Es ist verständlich, dass die STIKO jeden Wirkstoff sorgfältig prüfen muss, bevor er für den Einsatz in der Breite zugelassen wird. Trotzdem wünschen sich Eltern und Kinderärzte eine pragmatische Lösung vor dem nächsten Winter. Die könnte von den Krankenkassen selbst kommen., die die Prophylaxe mit Nirsevimab auf freiwilliger Basis übernehmen könnten.
Dann hätten die Versicherten immer noch keinen regelhaften Anspruch auf die Kostenübernahme, aber als Übergangslösung, bis STIKO und BMG ihre jeweiligen Prüfungen abgeschlossen haben, wäre das durchaus denkbar. Bis jetzt hat sich der GKV-Spitzenverband auf Anfragen nicht definitv geäußert, verwies aber auf Beratungen im Gemeinsamen Bundesausschusss (G‑BA).
* Hintergrundinformationen zur Studie: Die länderübergreifende europäische Studie untersuchte die Prävention von RSV-bedingten Hospitalisierungen durch monoklonale Antikörper.
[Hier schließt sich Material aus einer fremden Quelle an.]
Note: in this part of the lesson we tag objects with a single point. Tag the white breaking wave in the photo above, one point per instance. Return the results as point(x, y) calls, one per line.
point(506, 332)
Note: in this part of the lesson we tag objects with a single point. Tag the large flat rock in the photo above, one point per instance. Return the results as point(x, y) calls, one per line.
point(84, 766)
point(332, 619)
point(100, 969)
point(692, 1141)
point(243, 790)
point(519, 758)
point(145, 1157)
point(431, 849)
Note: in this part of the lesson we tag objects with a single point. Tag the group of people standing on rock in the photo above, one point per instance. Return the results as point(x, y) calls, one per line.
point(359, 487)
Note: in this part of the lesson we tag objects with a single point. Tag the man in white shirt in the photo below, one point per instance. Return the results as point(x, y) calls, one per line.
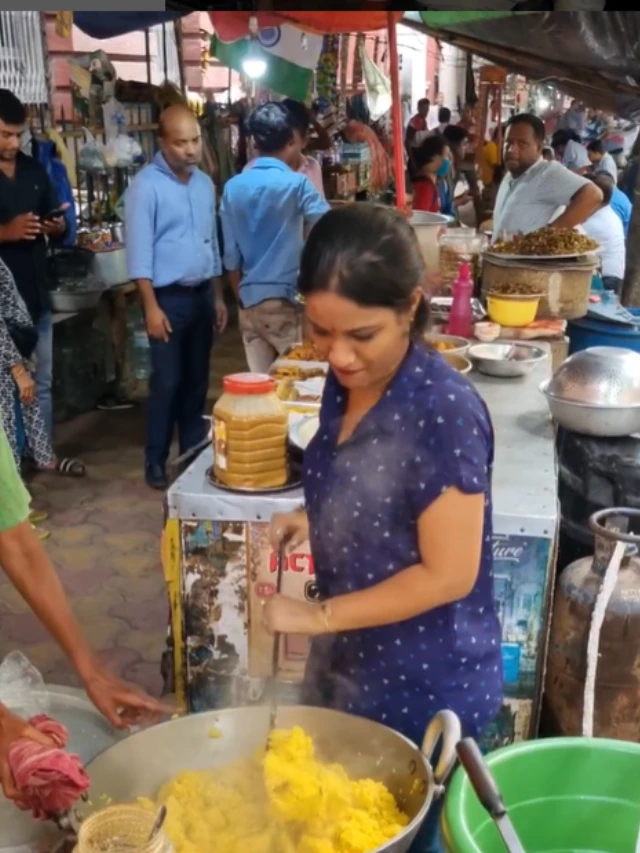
point(601, 160)
point(605, 226)
point(535, 193)
point(570, 151)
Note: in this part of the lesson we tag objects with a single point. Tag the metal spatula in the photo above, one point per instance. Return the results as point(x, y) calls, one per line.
point(487, 792)
point(275, 659)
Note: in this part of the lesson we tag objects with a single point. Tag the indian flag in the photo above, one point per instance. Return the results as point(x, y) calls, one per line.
point(291, 56)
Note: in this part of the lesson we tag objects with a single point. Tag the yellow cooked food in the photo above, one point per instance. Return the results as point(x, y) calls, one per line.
point(283, 801)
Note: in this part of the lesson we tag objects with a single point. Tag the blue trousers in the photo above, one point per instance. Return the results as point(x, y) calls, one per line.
point(180, 371)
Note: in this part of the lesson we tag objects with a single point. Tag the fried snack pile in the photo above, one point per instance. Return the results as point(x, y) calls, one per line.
point(547, 241)
point(284, 801)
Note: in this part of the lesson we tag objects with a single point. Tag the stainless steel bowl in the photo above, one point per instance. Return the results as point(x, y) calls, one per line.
point(600, 376)
point(141, 765)
point(64, 302)
point(506, 359)
point(458, 346)
point(592, 419)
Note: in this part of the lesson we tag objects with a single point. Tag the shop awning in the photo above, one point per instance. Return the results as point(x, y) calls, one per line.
point(234, 25)
point(593, 56)
point(102, 25)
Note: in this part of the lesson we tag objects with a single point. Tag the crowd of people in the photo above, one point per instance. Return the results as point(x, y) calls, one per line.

Dabei wurden Wirksamkeit und Sicherheit einer intramuskulär verabreichten Einzeldosis Nirsevimab beurteilt. Es nahmen europaweit über 8.000 Säuglinge an fast 250 Standorten teil. Die Datenerhebung erfolgte während der vergangenen RSV-Saison unter realen praxisnahen Bedingungen.